Obiad w rodzinnej atmosferze jak zwykle obfitował w rozmowy, o przyszłość naszych dzieci. Wszak od kiedy tylko wyszłam ze szpitala, właśnie przy obiedzie podejmowane były ważne decyzje dotyczące naszych pociech. To właśnie tu, między jednym kęsem ryby, a drugim wybraliśmy z Antoniem imię dla naszego syna.

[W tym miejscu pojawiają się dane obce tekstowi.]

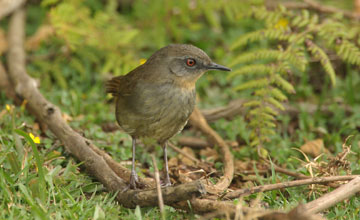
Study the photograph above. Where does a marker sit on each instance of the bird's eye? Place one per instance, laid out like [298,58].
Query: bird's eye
[190,62]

I tak samo było w przypadku córki Belli. Tu również ustaliliśmy, że kolorem przewodnim w pokoju naszego dziecka będzie „zgaszona zieleń". Rodzice z wielkim zainteresowaniem śledzili nasze wszelkie poczynania. Mama pomagała mi w aranżacji pokoju malucha, a tata... tata wprowadzał Antonia w swoje interesy.
Od kiedy podjęłam leczenie, a także dowiedziałam się o ciąży mój narzeczony zrezygnował z tytułu Capo i powierzył go Flavio. Zamieszkaliśmy na Sardynii w moim rodzinnym domu, choć w gruncie rzeczy bardzo tęskniłam za Chicago.

– Emily, o czym myślisz? – zapytała rodzicielka, czym sprowadziła mnie na ziemię. Rozejrzałam się po jadalni, a wszyscy moi bliscy patrzyli wprost na mnie.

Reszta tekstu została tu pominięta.